If core would like to update to add a extensions_required field to the endpoint and have core flag this in the UI prior to attempting the upgrade, that's something we can implement on WordPress.org.

[johnbillion]

Thanks, I was under the impression that api.wordpress.org/core/version-check took the extensions query parameter into place when determining whether to include a given version in the update offer. That may have been an assumption on my part.

A response field such as extensions_required would be good. Currently the only extension that's required is json since WP 5.3 (​https://core.trac.wordpress.org/ticket/47699).

What do you think?

[dd32]

Definitely onboard with adding a extensions_required field, although generally core only ends up requiring extensions that are installed on near-100% of sites, with polyfills otherwise.

Technically pcre is an extension, although I'm not sure if it can be disabled. It appears to be installed on 100% of sites though (Same as JSON). hash is on something like 99.99997% of sites, and mysqli that's on 99.998% of sites.

That does make me question if the maintenance burden / minute extra bandwith / extra core logic is really worth it when it might ultimately only ever affect only a handful of sites. The core bootstrap / upgrade-prevention checks are probably enough.

That might change if we ever move to require an extension that's installed on a smaller set of sites, for example, zip that's only on 92.5% of sites.

[johnbillion]

I also agree about the maintenance burden. I had hoped that we wouldn't need to go this far but I started thinking about future proofing.

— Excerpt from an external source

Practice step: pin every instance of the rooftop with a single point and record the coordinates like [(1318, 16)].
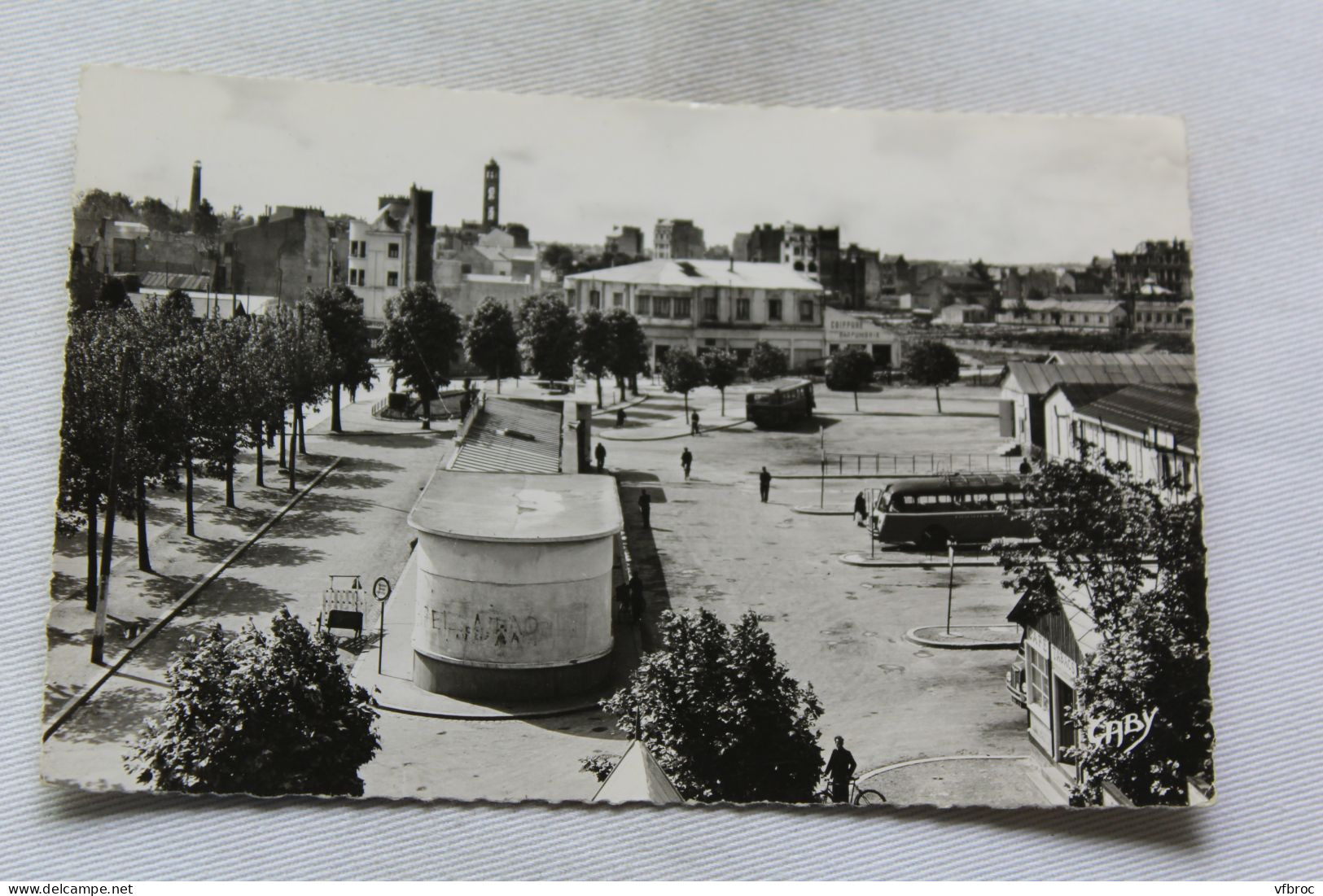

Thinking about it further, we have ​the same catch-22 situation that I mentioned here in that core can't make use of a new response parameter from the API until it's at least updated to a core version that supports it. We can't stop sites from updating to 6.8 based on required PHP extensions because no such check exists in 6.7. (This is what lead me to thinking about the update offer varying depending on the extensions query parameter.)

Perhaps we should park this for now. Unfortunately there's not much we can do about the handful of sites that don't have hash installed that update to 6.8 -- they'll end up getting updated but going down with an error about the missing extension.

[dd32]

We can't stop sites from updating to 6.8 based on required PHP extensions because no such check exists in 6.7. (This is what lead me to thinking about the update offer varying depending on the extensions query parameter.)

The update-core.php file that's executed as part of the core upgrade is from the newer version. That is, the file included in 6.8 must be compatible with WP 3.0~6.7, as it'll be executed as part of the upgrade routine.

That's why the json check linked above works, if a site attempted to update from 5.2 to 5.3 it would abort with a Sorry, no JSON installed and not take the site down.

That's all to say, any API changes would only be able to affect future 6.8+ required extensions, but we'd still have to have the checks in update-core.php to abort the upgrade for any older sites.

[johnbillion]

Thanks for the info @dd32. That does indeed address the catch 22 situation that I thought existed when checking dependencies for an update. I've updated my PR for the ticket with some extra tests.

I'll close this off as not required. Cheers!